Fairfield asks that the prejudgment interest be calculated based on the 52-week average of the United States Treasury Bill. (See P's Brief at P. 17) 28 U.S.C. § 1961 provides that such interest shall be calculated from the date of the entry of judgment based on the average auction price of the fifty two week United States Treasury bill. The most recent auction of 52 week Treasury bills was held on November 28, 2000. The price accepted for the United States Treasury bills auctioned on that day, according to the Treasury public notice, resulted in an equivalent coupon issue yield of 6.052 percent. Given the amount of reimbursement due, the Court finds the total amount of prejudgment interest to be $15,548.00.[3]

 
VI. CONCLUSION

For the foregoing reasons, the Plaintiffs' motion for summary judgment pursuant to Rule 56 of the Federal Rules of Civil Procedure is now GRANTED. The Defendants are now ordered to reimburse to the Plaintiffs the sum of $320,000 plus pre-judgment interest in the amount of $15,548.00. IT IS SO ORDERED.

NOTES

[1] The Plan administrator has "full discretionary authority to enable it to carry out its duties under the Plan, including but not limited to, the authority to determine eligibility under the Plan and to construe and interpret the terms of the Plan...." (Exhibit A. Plan § 12.03).

[2] The Plan defines "covered charges" as those charges for covered services which are medically necessary for the care and treatment of an injury or illness of a covered person and are rendered or recommended by a Physician ... subject to the applicable deductible amount if any, the copayment percentage and the copayment limit,.... (Exhibit A, Plan, Article VII, p. 45)

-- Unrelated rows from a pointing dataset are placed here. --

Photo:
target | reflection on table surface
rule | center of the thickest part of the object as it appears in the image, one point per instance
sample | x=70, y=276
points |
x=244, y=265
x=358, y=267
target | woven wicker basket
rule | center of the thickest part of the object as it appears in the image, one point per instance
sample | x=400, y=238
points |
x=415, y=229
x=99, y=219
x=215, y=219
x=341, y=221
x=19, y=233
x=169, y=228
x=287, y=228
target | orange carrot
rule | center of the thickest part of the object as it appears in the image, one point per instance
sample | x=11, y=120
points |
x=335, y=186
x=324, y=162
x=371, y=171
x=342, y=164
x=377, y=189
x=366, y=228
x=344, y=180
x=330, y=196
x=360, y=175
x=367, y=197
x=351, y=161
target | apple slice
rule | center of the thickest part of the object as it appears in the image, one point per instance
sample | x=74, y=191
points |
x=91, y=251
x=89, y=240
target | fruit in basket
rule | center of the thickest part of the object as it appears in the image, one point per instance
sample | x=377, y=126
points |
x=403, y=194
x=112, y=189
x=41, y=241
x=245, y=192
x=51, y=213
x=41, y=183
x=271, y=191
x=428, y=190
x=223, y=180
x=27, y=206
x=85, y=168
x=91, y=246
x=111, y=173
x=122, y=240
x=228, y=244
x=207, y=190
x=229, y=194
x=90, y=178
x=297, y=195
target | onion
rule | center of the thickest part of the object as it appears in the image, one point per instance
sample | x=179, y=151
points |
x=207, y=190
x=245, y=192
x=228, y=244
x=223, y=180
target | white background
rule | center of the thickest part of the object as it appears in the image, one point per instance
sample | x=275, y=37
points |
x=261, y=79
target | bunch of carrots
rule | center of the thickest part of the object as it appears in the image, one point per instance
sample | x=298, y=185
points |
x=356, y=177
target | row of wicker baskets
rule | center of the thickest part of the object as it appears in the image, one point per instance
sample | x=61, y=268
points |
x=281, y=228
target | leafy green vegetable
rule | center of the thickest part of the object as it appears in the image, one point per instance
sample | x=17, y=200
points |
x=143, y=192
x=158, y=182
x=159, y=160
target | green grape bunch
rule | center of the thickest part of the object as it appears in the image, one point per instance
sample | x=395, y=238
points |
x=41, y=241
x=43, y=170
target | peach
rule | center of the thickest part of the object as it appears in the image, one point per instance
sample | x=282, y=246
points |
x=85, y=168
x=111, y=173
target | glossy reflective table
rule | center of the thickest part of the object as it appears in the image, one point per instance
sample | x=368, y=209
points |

The Summary Plan Description further describes "covered charges" as "the reasonable and customary charges for covered services which are medically necessary for the care and treatment of you or your dependent's injury or illness, as recommended by a health care provider." (Exhibit B, SPD, Art. II(h))

[3] The court calculated the total amount of interest due on the reimbursement beginning on May 8, 2000 (filing of the complaint) through February 23, 2001 (Date of order) based on a monthly compounding formula.